We’re asked to believe that Henry, with his Rube Goldberg brain and penetrating perceptiveness, couldn’t think of an alternate scheme to bring Glenn to justice? (Perhaps the most alarming element of her parental poise is that Susan only asks what Peter is going to do for his school magic show the day before; how could she not have known this? That, or ignoring Henry imploring her that, with $800k in a chequing account, she doesn’t need to work at the diner anymore.)
It has been suggested too, with some legitimacy, that Christina (Maddie Ziegler), the victim in all this, is little more than a cypher, granted no agency of her own, except, extraordinarily, in managing to make a formal complaint against her stepfather through the medium of interpretive dance during the climactic school talent show (to be fair, this is entirely in keeping with the extraordinary leaps in logic the movie makes; Tonya Pinkins’ principal has previously rejected Henry’s claims regarding Glenn, but one look at Christina’s performance makes it clear he was right all along). I think the issue there, however, is a more general one of the dubiousness of capitalising on such subject matter for the purposes of a thriller.

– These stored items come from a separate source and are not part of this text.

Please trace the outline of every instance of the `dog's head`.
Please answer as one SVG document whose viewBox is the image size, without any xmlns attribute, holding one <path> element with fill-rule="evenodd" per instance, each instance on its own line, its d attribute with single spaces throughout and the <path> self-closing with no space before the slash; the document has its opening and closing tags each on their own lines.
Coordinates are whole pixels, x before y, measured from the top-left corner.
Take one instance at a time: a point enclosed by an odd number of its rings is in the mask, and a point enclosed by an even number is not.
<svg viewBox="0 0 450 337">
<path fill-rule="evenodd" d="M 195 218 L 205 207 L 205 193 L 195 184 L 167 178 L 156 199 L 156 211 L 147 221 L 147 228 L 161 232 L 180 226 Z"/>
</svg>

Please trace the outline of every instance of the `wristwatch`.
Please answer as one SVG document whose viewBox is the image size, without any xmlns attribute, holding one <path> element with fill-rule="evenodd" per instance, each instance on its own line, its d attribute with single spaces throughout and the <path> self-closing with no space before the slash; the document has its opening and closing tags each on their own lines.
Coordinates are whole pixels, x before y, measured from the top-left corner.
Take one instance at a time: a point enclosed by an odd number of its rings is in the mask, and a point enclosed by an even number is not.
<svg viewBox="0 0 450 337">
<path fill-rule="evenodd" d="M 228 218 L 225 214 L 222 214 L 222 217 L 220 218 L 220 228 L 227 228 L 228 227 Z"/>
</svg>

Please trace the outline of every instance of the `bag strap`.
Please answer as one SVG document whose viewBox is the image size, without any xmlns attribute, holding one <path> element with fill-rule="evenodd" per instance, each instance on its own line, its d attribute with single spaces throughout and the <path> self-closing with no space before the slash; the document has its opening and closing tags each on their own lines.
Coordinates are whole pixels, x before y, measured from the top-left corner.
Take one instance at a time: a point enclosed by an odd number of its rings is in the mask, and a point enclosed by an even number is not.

At least, unless you’re very sure of the ground you’re treading.
It isn’t as if the picture isn’t littered with dubiousness, of course, perhaps most notably, Henry’s “romantic” antagonism towards Susan’s best friend Sheila (Sarah Silverman), which culminates in the latter kissing the hospitalised, stricken Henry on the lips (sometimes Hollywood needs to ask “Would you play the same scene with the genders reversed?” when they’re fixating on their memories of teenage fantasies).
Nevertheless, there are elements here that seem to have incited ire I found fine, most notably Henry himself. Had he been played by Haley Joel Osment (as surely he would have been, had this been put into production when Hurwitz first wrote it), I’d have doubtless found him insufferably precocious. But Martell (better known for his role in It: Chapter One) manages to leaven the knows-better quality, such that even the sequence with Lee Pace’s kindly doctor, where they talk shop on the terminal diagnosis, worked for me.

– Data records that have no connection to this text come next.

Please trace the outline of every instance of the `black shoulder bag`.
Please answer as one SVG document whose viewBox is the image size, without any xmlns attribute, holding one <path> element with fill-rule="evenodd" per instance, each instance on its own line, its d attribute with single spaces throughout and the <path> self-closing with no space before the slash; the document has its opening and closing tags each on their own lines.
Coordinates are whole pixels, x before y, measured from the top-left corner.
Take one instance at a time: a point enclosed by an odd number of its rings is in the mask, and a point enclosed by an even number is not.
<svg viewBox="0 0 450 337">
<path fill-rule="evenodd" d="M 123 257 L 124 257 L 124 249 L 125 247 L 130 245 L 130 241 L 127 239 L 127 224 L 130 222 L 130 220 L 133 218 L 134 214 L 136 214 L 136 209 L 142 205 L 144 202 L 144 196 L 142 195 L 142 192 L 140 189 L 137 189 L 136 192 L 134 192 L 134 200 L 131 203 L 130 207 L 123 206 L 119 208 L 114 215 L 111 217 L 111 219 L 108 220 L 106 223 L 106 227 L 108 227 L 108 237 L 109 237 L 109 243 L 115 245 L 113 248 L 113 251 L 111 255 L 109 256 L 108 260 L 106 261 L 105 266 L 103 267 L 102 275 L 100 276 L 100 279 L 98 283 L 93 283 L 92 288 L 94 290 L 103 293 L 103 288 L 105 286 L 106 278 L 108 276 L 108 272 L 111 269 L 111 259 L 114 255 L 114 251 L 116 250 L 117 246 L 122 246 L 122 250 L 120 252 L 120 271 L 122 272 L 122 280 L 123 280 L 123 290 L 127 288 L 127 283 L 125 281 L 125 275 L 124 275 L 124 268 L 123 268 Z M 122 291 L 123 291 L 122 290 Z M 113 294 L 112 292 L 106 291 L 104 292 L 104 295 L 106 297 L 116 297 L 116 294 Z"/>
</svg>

I couldn’t exactly commend The Book of Henry for its unhinged narrative choices, then, but the second half’s Hitchcockian flavour is definitely not the most inspired way of dealing with the balls the writer has thrown in the air, even with taped Henry miraculously anticipating his mom’s every move (has he been watching Blink?) Hurwitz has said the picture represents one of his tried-and-trusted avenues “where you meet an ordinary person on the absolute worst day of their life and they have to overcome impossible odds”, but I think I’d have found it more engaging if he hadn’t taken the left turn of offing his lead character, so sticking with his other favoured theme: “a defined hero or heroine”.

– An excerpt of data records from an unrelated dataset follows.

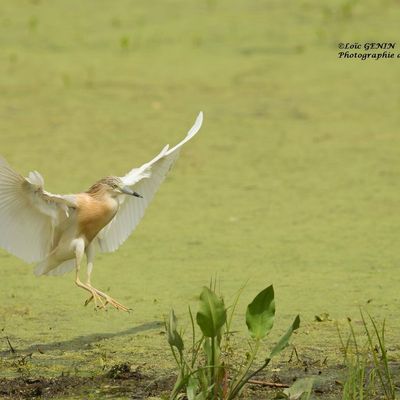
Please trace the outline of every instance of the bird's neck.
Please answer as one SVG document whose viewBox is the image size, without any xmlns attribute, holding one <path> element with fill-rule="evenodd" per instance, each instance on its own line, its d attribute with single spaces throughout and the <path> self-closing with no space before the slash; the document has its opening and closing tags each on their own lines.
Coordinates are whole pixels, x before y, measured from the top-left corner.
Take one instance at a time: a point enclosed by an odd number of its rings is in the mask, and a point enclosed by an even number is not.
<svg viewBox="0 0 400 400">
<path fill-rule="evenodd" d="M 112 198 L 110 192 L 107 190 L 105 185 L 102 185 L 100 183 L 95 183 L 86 193 L 96 200 L 107 200 L 109 198 Z"/>
<path fill-rule="evenodd" d="M 96 202 L 108 204 L 111 207 L 116 207 L 119 202 L 115 196 L 112 196 L 107 190 L 96 190 L 87 193 Z"/>
</svg>

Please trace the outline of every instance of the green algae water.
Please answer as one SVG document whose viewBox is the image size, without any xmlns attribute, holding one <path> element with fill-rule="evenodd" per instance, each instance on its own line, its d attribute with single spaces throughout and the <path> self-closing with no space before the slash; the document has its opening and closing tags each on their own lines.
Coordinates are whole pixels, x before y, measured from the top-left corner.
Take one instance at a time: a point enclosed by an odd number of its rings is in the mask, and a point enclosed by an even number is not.
<svg viewBox="0 0 400 400">
<path fill-rule="evenodd" d="M 0 377 L 168 370 L 163 318 L 186 321 L 213 276 L 227 300 L 248 281 L 243 340 L 272 283 L 276 338 L 302 317 L 299 354 L 340 359 L 335 321 L 368 305 L 398 358 L 400 59 L 338 44 L 398 53 L 399 18 L 390 0 L 2 2 L 0 154 L 47 190 L 123 175 L 201 110 L 204 124 L 134 234 L 95 259 L 93 284 L 130 314 L 84 307 L 73 274 L 36 278 L 0 251 Z"/>
</svg>

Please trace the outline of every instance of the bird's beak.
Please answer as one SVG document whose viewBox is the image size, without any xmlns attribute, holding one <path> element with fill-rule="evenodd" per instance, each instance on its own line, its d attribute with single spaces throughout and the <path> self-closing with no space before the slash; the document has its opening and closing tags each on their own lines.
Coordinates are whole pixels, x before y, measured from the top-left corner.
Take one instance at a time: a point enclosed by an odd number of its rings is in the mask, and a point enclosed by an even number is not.
<svg viewBox="0 0 400 400">
<path fill-rule="evenodd" d="M 140 197 L 141 199 L 143 198 L 142 195 L 140 195 L 140 194 L 137 193 L 137 192 L 134 192 L 134 191 L 133 191 L 131 188 L 129 188 L 128 186 L 124 186 L 124 187 L 120 188 L 120 190 L 121 190 L 122 193 L 129 194 L 129 195 L 135 196 L 135 197 Z"/>
</svg>

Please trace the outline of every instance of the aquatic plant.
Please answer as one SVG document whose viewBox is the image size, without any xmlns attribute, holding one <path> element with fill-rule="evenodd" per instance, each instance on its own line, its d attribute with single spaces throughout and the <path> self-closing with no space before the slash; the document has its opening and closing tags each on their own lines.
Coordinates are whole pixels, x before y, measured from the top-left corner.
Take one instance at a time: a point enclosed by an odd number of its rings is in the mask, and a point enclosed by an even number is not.
<svg viewBox="0 0 400 400">
<path fill-rule="evenodd" d="M 246 359 L 238 366 L 227 354 L 232 352 L 231 324 L 241 290 L 231 307 L 215 293 L 215 284 L 204 287 L 200 294 L 196 323 L 201 335 L 196 336 L 195 319 L 189 308 L 191 322 L 191 345 L 185 349 L 182 332 L 178 331 L 177 318 L 171 310 L 166 322 L 168 343 L 178 366 L 178 377 L 170 400 L 186 396 L 188 400 L 232 400 L 243 390 L 244 385 L 264 370 L 273 357 L 289 344 L 292 333 L 300 326 L 297 316 L 287 332 L 272 348 L 264 362 L 253 370 L 255 359 L 263 339 L 274 325 L 275 300 L 273 286 L 262 290 L 247 306 L 246 324 L 250 334 L 249 351 Z M 186 350 L 186 351 L 185 351 Z"/>
<path fill-rule="evenodd" d="M 381 326 L 367 312 L 368 319 L 360 310 L 364 343 L 357 339 L 350 318 L 349 336 L 346 342 L 338 329 L 339 338 L 347 367 L 343 385 L 343 400 L 363 400 L 383 395 L 385 400 L 396 398 L 396 389 L 389 368 L 385 344 L 385 320 Z"/>
</svg>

As I say, I’m not Trevorrow’s biggest fan, not because I believe he’s some kind of devil incarnate of modern cinema, but simply because he tends to make mediocre movies. In that regard, The Book of Henry is something of a game-changer. It’s many things, many of them not complimentary, but it isn’t mediocre. You don’t get thrown off Star Wars for being mediocre (ask Lord and Miller), even if it’s entirely unclear what Kathleen Kennedy’s qualitive criteria are for employment in the first place. And Trevorrow can rest easy in the knowledge that there’s no way a picture this warped doesn’t become a cult classic. The key ingredient being that, for all the dubious or outright bad choices it makes, it’s never boring.